- Directed by: Albert Serra
- Written by: Albert Serra
- Produced by: Albert Serra
- Starring: Riley Keough; F. Murray Abraham; Liza Yankovskaia; Birte von Knoblauch;
- Cinematography: Artur Tort
- Production companies: Les Films du Losange; Idéale Audience Group; Andergraun Films; Felix Culpa; Rosa Filmes; Forma Pro;
- Release date: 2026;
- Countries: France; Spain; Portugal; Latvia; United States;
- Language: English

= Out of This World (2026 film) =

Out of This World is an upcoming drama film written and directed by Albert Serra. It stars Riley Keough, F. Murray Abraham, Alexander Johnson, Liza Yankovskaia and Birte von Knoblauch. It is Serra's first English-language film.

==Premise==
An American delegation travels to Russia in the midst of the Ukrainian war to try to find a solution to an economic dispute linked to sanctions.

==Cast==
- Riley Keough
- F. Murray Abraham
- Alexander Johnson
- Liza Yankovskaia
- Birte von Knoblauch

==Production==
In May 2024, it was announced that Albert Serra would be writing and directing his English-language feature film debut, with Kristen Stewart in the lead role. In March 2025, Serra told Catalan radio station RAC1 that Stewart exited the project due to being unsatisfied with script changes.
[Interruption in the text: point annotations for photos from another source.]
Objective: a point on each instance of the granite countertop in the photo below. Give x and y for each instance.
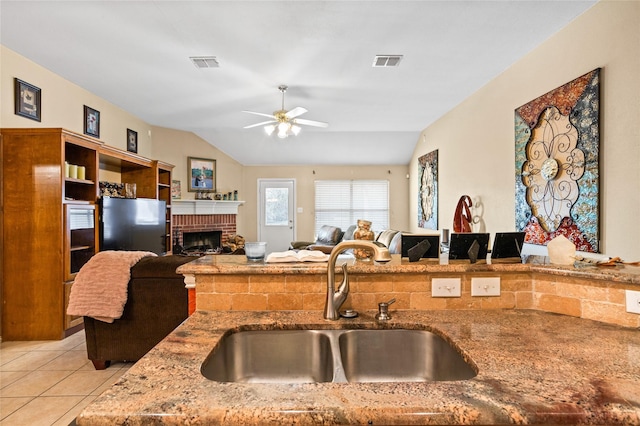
(220, 264)
(533, 367)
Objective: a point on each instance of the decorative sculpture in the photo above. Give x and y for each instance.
(462, 217)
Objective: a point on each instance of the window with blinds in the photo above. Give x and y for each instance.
(342, 202)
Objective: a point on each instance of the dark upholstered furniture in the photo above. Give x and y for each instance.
(157, 303)
(327, 238)
(330, 236)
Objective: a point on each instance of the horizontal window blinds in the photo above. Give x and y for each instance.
(342, 202)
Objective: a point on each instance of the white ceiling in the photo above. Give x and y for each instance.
(135, 54)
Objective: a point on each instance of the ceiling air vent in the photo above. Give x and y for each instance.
(205, 61)
(387, 60)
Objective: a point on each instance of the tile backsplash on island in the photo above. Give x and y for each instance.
(599, 295)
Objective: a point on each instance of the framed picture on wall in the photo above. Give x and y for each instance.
(28, 101)
(132, 141)
(91, 122)
(202, 174)
(176, 191)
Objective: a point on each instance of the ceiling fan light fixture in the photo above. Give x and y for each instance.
(269, 129)
(285, 122)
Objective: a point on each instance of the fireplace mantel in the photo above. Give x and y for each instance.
(187, 207)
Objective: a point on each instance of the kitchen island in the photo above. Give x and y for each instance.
(533, 367)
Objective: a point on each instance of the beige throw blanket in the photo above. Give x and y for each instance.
(100, 287)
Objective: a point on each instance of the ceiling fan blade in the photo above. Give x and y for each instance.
(311, 122)
(295, 112)
(259, 124)
(260, 113)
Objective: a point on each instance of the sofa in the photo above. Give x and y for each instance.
(157, 303)
(329, 236)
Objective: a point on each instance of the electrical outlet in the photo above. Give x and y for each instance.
(633, 301)
(485, 286)
(445, 287)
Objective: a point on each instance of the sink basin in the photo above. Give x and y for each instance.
(400, 356)
(308, 356)
(274, 356)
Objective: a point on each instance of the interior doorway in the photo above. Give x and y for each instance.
(276, 213)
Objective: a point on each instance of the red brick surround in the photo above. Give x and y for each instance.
(202, 223)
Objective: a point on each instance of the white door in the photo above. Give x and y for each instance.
(276, 201)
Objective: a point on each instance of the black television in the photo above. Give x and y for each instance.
(469, 245)
(507, 245)
(133, 224)
(411, 240)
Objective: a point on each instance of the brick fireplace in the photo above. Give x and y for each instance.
(183, 223)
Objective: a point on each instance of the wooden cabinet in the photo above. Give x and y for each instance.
(164, 193)
(50, 222)
(35, 196)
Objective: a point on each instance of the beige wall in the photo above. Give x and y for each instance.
(176, 146)
(305, 178)
(475, 141)
(63, 104)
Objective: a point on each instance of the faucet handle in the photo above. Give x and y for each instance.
(383, 310)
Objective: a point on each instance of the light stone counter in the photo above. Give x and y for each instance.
(534, 367)
(217, 264)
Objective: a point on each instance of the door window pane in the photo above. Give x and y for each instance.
(276, 206)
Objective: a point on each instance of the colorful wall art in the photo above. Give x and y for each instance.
(428, 191)
(557, 140)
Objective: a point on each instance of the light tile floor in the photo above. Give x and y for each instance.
(50, 382)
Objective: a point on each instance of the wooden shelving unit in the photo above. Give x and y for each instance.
(50, 222)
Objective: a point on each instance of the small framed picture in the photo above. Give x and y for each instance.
(202, 174)
(91, 122)
(28, 100)
(132, 141)
(176, 191)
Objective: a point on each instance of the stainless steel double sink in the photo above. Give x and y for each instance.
(308, 356)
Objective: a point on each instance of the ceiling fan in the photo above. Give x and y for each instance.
(286, 122)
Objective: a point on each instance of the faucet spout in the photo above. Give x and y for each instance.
(335, 299)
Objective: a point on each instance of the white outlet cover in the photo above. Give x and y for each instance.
(485, 286)
(633, 301)
(445, 287)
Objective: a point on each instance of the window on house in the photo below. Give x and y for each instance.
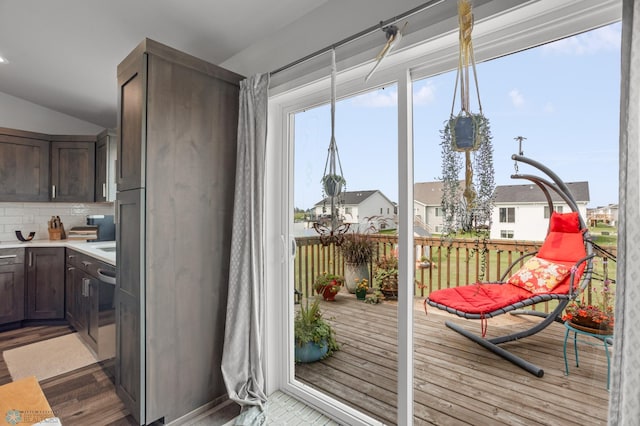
(507, 214)
(506, 234)
(546, 211)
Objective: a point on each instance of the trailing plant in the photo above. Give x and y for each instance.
(386, 272)
(470, 212)
(334, 282)
(310, 326)
(357, 248)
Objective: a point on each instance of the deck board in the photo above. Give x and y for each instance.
(456, 381)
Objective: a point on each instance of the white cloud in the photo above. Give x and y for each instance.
(425, 95)
(378, 99)
(516, 98)
(549, 108)
(601, 39)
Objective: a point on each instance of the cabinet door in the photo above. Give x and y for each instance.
(24, 169)
(93, 311)
(106, 147)
(100, 193)
(45, 283)
(131, 125)
(130, 322)
(73, 171)
(11, 293)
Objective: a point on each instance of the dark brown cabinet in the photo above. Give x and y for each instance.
(75, 306)
(45, 276)
(73, 170)
(38, 167)
(105, 189)
(11, 285)
(24, 166)
(89, 300)
(178, 120)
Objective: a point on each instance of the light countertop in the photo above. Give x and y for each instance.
(101, 250)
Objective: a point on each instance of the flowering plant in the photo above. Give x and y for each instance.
(362, 284)
(331, 280)
(595, 311)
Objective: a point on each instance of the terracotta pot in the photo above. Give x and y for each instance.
(329, 295)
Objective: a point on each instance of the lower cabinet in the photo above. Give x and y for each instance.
(90, 307)
(11, 285)
(44, 283)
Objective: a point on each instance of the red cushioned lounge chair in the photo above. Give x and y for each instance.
(560, 271)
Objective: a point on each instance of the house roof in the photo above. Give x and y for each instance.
(354, 198)
(532, 194)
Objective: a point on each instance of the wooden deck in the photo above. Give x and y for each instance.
(456, 381)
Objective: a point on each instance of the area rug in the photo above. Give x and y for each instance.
(23, 402)
(48, 358)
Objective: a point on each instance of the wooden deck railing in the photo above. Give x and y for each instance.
(452, 262)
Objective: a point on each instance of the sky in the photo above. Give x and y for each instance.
(562, 97)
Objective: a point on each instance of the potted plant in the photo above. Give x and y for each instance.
(357, 250)
(332, 184)
(362, 286)
(328, 285)
(314, 337)
(594, 311)
(386, 276)
(424, 263)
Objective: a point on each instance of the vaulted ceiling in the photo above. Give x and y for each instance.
(64, 54)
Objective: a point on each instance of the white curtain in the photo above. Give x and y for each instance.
(242, 360)
(624, 402)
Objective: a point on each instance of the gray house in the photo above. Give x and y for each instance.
(521, 211)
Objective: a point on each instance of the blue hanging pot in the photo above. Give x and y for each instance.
(465, 132)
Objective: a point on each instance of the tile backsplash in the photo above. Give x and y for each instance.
(30, 217)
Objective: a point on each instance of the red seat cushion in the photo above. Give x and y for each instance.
(479, 298)
(564, 245)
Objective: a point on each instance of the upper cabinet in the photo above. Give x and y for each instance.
(106, 151)
(132, 140)
(24, 166)
(73, 169)
(39, 167)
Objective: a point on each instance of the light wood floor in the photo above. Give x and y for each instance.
(456, 381)
(82, 397)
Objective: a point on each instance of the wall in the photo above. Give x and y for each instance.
(28, 217)
(16, 113)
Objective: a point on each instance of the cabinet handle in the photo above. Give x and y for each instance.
(85, 287)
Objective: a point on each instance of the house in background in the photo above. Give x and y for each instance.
(357, 206)
(603, 214)
(521, 211)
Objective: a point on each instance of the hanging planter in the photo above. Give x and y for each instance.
(466, 132)
(332, 184)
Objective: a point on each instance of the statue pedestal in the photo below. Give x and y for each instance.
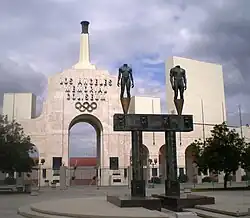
(125, 104)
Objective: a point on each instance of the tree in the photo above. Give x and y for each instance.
(221, 152)
(15, 147)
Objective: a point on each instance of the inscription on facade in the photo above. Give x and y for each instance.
(86, 90)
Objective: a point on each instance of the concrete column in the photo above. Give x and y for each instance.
(199, 179)
(221, 177)
(238, 175)
(63, 178)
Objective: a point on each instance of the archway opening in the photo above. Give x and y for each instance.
(84, 149)
(191, 167)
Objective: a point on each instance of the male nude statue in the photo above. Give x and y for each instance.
(126, 78)
(178, 81)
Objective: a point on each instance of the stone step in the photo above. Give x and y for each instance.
(26, 211)
(212, 208)
(207, 214)
(172, 214)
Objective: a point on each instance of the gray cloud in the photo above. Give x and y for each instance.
(20, 78)
(223, 37)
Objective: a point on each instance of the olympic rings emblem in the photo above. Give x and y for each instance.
(85, 106)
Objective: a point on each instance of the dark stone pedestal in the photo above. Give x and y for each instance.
(150, 203)
(176, 203)
(172, 188)
(138, 188)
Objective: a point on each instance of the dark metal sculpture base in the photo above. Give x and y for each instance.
(177, 204)
(172, 188)
(150, 203)
(138, 188)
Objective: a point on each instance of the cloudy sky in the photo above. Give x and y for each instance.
(39, 38)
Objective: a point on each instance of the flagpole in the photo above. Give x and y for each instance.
(241, 130)
(223, 112)
(203, 121)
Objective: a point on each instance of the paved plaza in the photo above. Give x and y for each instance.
(9, 203)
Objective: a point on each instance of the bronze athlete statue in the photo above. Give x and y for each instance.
(178, 81)
(125, 79)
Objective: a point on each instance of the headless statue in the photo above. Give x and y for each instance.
(125, 79)
(178, 81)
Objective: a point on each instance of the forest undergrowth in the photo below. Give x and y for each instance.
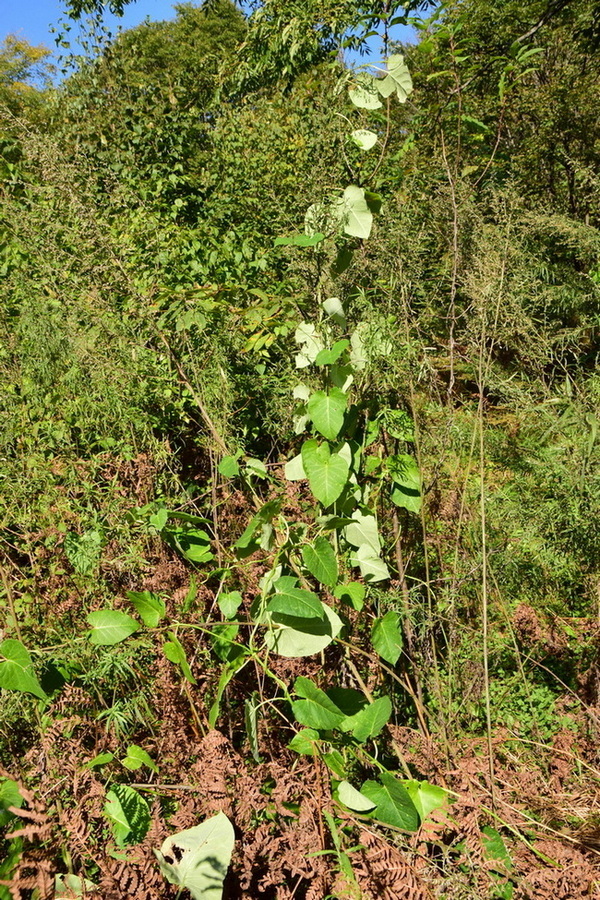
(299, 481)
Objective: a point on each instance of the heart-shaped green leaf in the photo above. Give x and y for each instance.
(110, 626)
(392, 802)
(370, 720)
(292, 602)
(315, 710)
(387, 637)
(397, 79)
(353, 211)
(327, 411)
(197, 859)
(364, 139)
(150, 607)
(353, 799)
(16, 670)
(363, 93)
(321, 561)
(327, 472)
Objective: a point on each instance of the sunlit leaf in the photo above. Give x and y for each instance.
(16, 669)
(111, 626)
(197, 859)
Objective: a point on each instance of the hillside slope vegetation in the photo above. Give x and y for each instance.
(299, 456)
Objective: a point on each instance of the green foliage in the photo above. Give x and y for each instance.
(393, 804)
(197, 859)
(200, 226)
(16, 669)
(128, 814)
(110, 627)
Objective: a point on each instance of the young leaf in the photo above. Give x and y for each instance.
(304, 742)
(336, 763)
(330, 357)
(495, 850)
(294, 470)
(369, 721)
(315, 710)
(426, 797)
(327, 411)
(387, 638)
(392, 802)
(192, 543)
(16, 670)
(150, 607)
(353, 799)
(197, 859)
(363, 531)
(372, 567)
(407, 482)
(300, 240)
(264, 516)
(352, 594)
(229, 603)
(327, 472)
(294, 603)
(110, 626)
(137, 757)
(128, 813)
(334, 309)
(364, 92)
(101, 759)
(364, 139)
(229, 467)
(305, 637)
(398, 79)
(10, 795)
(173, 650)
(321, 561)
(353, 211)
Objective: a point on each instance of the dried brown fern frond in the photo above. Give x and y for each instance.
(385, 874)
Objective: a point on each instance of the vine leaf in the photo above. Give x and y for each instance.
(387, 638)
(197, 859)
(393, 804)
(327, 411)
(353, 799)
(110, 626)
(327, 472)
(293, 602)
(353, 211)
(363, 531)
(16, 670)
(128, 813)
(321, 561)
(364, 139)
(364, 92)
(304, 637)
(426, 797)
(175, 653)
(137, 757)
(369, 721)
(397, 79)
(149, 606)
(316, 709)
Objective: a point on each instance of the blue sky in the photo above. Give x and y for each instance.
(33, 20)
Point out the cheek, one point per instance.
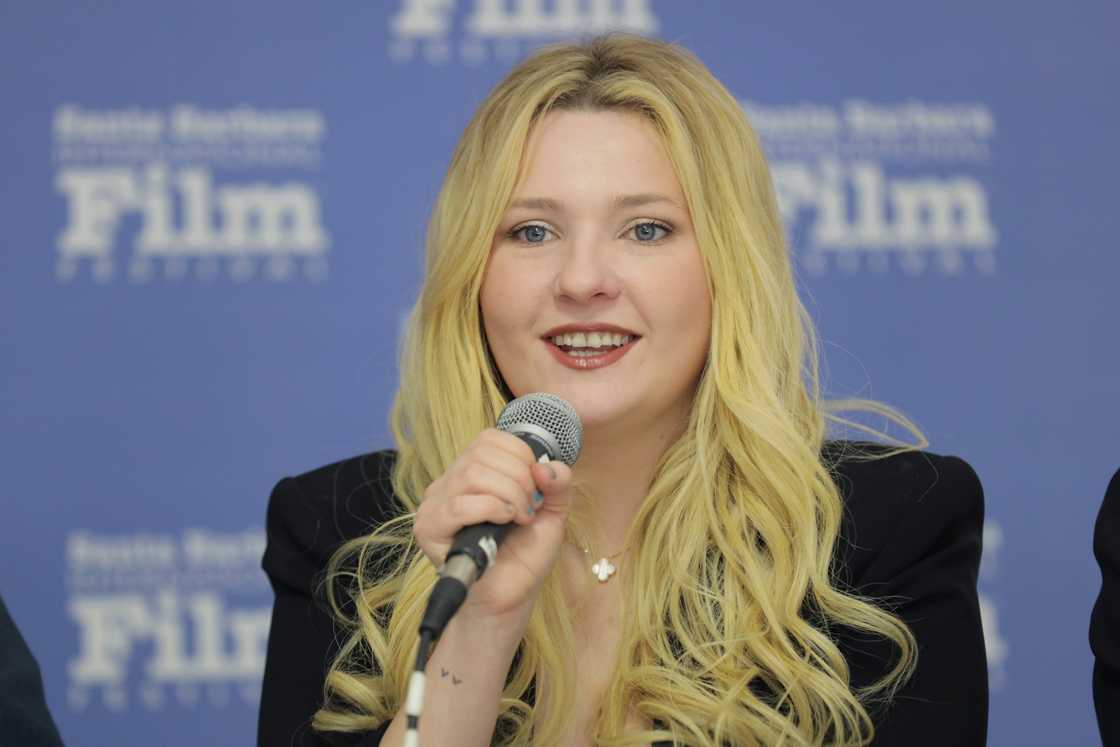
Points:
(684, 290)
(502, 302)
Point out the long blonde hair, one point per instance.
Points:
(727, 636)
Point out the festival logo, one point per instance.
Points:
(167, 619)
(882, 184)
(438, 30)
(189, 192)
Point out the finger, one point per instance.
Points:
(507, 464)
(478, 478)
(465, 510)
(551, 477)
(507, 442)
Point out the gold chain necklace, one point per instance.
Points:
(604, 569)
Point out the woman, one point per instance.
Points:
(711, 570)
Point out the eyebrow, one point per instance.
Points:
(618, 203)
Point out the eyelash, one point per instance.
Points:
(513, 233)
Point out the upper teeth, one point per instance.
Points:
(590, 339)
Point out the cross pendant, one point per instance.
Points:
(603, 570)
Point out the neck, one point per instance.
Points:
(617, 467)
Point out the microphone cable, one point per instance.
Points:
(552, 430)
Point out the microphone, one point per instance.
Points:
(552, 430)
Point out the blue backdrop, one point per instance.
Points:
(210, 206)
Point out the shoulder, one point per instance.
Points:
(1104, 622)
(311, 514)
(902, 507)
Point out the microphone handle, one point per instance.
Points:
(479, 541)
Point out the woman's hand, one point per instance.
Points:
(494, 481)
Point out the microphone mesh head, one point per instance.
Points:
(552, 414)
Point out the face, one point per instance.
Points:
(597, 248)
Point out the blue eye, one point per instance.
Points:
(646, 233)
(533, 233)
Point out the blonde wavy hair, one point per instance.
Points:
(727, 637)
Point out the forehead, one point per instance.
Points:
(595, 152)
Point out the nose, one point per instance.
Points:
(586, 272)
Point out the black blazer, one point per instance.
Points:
(25, 719)
(912, 532)
(1104, 625)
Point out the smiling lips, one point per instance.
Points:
(589, 346)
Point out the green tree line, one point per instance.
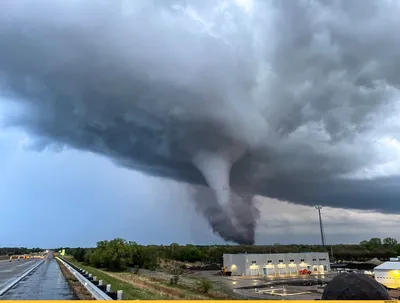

Principal photography began in May 2025, in Latvia, with Riley Keough, F. Murray Abraham, Alexander Johnson, Liza Yankovskaia, and Birte von Knoblauch joining the cast. In September 2025, it was reported that filming had "recently wrapped in Latvia". Serra had filmed over 800 hours of footage to edit in post-production over the course of a four-week shoot.

==Release==
Out of This World is scheduled to be released in the United States in 2026.